Visit these sites to learn more:

In response to AWC’s project, Delaware is determining the possibilities in integrating the proposed connection to its electricity grid.  Read more: (Source:http://www.delawareonline.com/article/20110331/NEWS02/103310360/Offshore-wind-line-link-Delaware-grid

In local news, Maryland Governor Martin O’Malley released a statement March 31st, 2011 outlining his Maryland Offshore Wind Energy Act, which is to “advance a safe, reliable, clean energy source that will help secure our energy future, create thousands of jobs and protect Maryland ratepayers over the long-term.” (Source: http://articles.baltimoresun.com/2011-03-31/news/bs-ed-omalley-hancock-letter-20110331_1_offshore-wind-wind-project-clean-energy.  Unfortunately, O’Malley fails to get vote on offshore wind proposal from both Democrats and Republicans largely due to the fact this initiative will “increase consumer energy costs.”
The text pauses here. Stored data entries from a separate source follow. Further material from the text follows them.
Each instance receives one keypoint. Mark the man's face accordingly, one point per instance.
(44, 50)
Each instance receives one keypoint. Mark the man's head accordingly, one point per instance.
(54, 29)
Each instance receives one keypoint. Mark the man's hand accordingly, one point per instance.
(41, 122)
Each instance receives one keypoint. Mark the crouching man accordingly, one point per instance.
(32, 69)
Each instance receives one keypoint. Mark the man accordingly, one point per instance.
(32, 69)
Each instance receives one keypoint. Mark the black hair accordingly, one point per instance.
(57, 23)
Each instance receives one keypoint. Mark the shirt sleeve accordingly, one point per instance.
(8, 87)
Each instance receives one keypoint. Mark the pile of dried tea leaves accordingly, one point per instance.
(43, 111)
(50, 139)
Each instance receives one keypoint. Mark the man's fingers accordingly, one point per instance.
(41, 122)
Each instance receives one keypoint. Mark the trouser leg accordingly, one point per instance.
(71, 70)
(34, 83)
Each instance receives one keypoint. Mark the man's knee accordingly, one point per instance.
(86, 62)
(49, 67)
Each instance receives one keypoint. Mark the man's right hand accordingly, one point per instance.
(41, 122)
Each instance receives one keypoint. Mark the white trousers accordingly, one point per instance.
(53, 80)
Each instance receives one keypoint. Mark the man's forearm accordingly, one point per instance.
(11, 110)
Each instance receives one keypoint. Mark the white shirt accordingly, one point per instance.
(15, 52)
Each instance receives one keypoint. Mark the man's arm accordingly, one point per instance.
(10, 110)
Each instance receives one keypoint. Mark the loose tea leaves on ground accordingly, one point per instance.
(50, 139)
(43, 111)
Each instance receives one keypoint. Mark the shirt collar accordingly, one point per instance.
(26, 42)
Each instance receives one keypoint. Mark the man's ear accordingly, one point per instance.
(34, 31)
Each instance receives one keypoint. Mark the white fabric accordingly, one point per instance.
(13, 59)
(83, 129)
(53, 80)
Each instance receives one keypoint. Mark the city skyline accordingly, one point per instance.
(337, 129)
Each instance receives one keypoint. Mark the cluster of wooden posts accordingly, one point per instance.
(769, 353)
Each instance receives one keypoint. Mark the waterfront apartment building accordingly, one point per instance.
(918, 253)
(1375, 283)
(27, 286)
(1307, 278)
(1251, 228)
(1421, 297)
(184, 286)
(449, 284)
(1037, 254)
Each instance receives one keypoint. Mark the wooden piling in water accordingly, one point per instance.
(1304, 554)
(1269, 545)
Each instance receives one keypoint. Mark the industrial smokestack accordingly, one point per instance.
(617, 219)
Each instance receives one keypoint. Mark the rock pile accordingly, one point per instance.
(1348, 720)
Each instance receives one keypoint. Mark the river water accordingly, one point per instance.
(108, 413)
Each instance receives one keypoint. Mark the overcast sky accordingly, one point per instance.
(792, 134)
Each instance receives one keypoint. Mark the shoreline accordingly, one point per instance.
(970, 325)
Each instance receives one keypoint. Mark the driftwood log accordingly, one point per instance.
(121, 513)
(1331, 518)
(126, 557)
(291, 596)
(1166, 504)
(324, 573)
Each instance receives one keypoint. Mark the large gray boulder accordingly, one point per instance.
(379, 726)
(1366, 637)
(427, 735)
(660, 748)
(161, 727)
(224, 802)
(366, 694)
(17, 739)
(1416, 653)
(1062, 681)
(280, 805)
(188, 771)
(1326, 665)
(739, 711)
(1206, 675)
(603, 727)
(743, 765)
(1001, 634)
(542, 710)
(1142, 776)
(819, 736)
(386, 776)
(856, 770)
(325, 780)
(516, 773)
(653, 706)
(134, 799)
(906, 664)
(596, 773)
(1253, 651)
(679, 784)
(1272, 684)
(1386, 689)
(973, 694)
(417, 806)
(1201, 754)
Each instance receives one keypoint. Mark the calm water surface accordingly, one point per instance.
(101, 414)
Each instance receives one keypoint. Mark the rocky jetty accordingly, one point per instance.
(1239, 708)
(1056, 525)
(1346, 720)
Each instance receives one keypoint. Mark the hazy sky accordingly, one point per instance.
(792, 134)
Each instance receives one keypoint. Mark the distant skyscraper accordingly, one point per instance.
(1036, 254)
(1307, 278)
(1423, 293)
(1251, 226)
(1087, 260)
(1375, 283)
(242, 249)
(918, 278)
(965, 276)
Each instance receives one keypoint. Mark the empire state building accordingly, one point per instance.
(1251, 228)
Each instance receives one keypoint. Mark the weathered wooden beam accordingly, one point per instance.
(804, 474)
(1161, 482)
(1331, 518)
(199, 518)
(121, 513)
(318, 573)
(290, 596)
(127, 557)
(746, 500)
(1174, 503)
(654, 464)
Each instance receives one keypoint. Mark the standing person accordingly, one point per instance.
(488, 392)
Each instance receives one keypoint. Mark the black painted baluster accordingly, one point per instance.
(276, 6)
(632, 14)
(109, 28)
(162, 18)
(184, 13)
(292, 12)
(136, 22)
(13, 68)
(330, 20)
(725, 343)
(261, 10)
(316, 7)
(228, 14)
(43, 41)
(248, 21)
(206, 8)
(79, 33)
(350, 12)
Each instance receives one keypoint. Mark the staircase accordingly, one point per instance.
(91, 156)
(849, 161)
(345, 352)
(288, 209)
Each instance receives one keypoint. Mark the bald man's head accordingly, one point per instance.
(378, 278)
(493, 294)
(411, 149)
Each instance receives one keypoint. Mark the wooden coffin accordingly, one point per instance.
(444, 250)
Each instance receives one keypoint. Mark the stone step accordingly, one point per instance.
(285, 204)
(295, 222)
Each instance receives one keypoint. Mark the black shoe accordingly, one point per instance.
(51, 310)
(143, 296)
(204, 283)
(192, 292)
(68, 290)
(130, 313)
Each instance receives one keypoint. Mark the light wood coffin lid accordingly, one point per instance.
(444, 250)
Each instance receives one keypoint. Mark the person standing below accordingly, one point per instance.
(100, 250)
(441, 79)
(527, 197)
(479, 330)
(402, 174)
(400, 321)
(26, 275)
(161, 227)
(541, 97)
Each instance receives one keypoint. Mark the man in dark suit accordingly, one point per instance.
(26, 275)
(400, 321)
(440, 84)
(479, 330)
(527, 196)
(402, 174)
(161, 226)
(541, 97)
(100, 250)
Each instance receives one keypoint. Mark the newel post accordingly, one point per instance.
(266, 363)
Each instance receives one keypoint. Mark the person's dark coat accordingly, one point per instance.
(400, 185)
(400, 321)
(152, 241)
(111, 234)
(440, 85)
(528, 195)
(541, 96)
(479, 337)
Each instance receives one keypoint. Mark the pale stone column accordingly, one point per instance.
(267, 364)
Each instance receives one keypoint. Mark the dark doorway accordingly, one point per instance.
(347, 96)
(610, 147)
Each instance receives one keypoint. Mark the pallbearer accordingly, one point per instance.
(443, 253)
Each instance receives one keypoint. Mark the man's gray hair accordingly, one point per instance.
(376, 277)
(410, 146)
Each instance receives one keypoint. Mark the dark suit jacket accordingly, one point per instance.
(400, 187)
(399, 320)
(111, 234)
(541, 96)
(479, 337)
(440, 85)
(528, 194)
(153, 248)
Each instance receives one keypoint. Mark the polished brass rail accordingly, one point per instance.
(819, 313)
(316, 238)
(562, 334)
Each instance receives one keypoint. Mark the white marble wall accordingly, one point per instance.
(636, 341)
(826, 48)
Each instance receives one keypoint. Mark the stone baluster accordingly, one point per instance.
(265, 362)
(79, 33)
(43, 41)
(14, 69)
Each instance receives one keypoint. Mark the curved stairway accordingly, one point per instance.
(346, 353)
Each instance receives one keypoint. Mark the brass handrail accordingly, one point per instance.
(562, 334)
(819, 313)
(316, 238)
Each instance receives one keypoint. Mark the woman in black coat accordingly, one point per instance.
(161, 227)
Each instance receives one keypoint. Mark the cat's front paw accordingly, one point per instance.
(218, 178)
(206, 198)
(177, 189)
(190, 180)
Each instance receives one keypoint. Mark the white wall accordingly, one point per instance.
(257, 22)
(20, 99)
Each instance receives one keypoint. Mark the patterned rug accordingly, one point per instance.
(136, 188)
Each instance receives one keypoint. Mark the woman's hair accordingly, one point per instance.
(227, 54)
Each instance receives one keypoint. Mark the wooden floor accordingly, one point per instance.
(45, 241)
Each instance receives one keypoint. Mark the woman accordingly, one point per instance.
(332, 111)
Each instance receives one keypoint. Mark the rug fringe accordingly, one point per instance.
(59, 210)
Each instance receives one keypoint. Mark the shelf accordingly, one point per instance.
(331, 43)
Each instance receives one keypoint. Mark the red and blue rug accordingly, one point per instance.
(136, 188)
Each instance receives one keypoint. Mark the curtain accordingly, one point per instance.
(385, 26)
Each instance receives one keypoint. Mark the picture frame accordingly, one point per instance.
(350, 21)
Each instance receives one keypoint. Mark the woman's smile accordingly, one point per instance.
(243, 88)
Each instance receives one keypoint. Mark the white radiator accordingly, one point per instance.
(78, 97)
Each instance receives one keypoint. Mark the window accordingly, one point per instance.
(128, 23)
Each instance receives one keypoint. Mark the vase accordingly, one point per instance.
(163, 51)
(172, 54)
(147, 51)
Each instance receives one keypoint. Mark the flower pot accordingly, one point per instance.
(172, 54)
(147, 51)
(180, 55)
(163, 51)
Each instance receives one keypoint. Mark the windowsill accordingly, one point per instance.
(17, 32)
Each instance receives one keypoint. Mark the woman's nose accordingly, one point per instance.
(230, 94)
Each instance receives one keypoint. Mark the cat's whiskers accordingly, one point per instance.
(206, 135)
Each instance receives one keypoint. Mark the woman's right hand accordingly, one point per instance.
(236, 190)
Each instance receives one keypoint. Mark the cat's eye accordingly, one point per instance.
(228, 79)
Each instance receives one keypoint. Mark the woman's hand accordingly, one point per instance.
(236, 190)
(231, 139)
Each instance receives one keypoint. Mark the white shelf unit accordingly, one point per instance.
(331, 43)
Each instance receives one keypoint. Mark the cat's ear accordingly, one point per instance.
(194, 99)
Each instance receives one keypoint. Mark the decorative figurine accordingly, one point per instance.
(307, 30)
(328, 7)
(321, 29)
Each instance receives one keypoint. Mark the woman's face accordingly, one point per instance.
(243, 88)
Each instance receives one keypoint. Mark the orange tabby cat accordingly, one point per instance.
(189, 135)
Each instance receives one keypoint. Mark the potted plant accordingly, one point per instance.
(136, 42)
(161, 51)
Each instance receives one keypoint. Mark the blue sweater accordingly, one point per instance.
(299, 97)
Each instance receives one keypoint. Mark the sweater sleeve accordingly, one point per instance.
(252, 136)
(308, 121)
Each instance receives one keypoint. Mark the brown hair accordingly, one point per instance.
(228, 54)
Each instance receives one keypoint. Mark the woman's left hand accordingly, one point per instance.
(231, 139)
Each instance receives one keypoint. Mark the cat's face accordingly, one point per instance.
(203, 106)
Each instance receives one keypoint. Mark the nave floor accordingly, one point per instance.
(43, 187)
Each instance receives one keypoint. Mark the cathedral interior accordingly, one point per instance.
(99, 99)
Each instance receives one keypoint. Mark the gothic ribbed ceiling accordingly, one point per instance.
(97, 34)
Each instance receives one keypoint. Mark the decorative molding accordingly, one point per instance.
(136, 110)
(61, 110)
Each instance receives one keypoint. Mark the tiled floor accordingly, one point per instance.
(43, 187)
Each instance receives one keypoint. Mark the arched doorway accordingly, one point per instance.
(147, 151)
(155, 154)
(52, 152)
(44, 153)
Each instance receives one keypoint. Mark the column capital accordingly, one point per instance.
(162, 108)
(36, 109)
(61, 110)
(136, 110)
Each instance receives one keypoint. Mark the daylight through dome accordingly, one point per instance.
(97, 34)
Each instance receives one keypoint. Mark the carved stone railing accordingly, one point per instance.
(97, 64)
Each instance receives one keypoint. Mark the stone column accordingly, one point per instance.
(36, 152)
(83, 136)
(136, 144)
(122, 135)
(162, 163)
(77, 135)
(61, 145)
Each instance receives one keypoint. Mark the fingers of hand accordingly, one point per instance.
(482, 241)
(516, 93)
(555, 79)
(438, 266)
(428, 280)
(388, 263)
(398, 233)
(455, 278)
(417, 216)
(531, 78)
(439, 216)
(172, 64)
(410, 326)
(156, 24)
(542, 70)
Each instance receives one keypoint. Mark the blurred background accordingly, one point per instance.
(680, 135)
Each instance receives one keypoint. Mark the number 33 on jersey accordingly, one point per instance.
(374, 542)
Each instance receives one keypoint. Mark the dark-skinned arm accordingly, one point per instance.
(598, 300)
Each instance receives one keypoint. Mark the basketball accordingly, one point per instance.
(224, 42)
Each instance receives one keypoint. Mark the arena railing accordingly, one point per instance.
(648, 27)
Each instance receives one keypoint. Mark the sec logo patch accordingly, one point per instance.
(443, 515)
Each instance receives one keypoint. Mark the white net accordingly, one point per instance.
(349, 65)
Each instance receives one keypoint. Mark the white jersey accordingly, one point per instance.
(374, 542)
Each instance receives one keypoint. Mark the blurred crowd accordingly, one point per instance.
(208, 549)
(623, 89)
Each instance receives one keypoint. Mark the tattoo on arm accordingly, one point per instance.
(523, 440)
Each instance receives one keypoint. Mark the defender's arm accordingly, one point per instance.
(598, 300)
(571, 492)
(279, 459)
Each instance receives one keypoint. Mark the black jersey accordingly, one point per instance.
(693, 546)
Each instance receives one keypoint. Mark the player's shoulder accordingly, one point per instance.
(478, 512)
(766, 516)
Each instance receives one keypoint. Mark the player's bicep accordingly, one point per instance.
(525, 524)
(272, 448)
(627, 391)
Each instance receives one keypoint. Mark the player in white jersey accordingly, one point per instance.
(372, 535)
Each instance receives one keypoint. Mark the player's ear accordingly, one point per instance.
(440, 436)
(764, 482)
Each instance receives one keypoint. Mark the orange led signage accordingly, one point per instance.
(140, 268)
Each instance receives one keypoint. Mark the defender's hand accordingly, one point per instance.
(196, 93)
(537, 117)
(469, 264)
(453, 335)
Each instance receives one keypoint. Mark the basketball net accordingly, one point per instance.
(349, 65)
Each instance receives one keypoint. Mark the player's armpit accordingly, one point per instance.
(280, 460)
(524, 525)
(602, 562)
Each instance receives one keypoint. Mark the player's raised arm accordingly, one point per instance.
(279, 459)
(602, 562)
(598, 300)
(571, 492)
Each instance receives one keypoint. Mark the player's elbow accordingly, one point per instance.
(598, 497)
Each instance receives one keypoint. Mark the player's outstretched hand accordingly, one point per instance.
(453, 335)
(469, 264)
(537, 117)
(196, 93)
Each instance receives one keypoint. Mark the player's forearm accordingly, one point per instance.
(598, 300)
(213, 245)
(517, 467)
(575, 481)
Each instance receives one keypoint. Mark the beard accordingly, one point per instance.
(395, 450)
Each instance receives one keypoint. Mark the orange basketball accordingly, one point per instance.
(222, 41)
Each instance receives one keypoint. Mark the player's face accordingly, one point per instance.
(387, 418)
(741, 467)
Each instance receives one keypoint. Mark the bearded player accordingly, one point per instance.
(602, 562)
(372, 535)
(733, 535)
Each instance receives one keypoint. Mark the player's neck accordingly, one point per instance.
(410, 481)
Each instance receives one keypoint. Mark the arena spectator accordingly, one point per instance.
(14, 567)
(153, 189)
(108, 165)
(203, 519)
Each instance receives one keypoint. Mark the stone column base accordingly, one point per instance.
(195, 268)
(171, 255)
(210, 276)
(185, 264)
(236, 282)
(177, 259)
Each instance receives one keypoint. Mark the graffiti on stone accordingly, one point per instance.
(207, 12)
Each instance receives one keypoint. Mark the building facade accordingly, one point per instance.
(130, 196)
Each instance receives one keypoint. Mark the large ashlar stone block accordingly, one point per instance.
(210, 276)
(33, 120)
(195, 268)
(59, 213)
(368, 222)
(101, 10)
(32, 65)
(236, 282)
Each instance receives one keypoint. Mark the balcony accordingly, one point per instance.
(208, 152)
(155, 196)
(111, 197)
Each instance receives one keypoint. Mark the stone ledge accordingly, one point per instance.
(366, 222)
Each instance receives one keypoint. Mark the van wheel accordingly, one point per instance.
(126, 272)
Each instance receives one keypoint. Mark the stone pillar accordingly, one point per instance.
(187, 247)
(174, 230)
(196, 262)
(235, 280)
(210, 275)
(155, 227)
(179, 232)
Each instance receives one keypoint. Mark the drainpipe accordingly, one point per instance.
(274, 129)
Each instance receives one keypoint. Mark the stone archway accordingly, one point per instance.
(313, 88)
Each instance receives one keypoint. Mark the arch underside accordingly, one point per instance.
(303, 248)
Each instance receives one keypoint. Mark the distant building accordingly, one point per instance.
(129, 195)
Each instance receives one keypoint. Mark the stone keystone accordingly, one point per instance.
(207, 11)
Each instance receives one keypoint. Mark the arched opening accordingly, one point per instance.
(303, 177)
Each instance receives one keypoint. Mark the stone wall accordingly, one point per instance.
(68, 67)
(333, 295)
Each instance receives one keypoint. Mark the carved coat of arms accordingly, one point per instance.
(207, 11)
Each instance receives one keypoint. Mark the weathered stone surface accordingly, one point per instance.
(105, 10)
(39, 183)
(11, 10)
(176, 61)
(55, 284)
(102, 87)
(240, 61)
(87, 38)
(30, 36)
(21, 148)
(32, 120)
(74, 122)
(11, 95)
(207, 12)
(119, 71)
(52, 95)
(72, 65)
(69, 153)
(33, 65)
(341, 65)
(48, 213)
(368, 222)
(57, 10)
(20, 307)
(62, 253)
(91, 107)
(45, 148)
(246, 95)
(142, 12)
In addition, Virginia Governor Bob McDonnell voices support of offshore wind in order to boost the economy and produce renewable energy. Therefore, the state approved wind turbine testing in the Chesapeake Bay. As of now, only one of the two turbines will be installed, each “will be capable of producing five megawatts of power — enough to power 1,250 households.” (Source:http://www.dailypress.com/news/newport-news/dp-nws-offshore-wind-20110331,0,19648.story

Suffice it to say, there is a lot happening now in terms of changes in the ways we harness and utilize energy resources.  The Mid-Atlantic region is steadily growing its number of clean and renewable energy initiatives and is on its way to becoming a leader in providing alternative energy resources.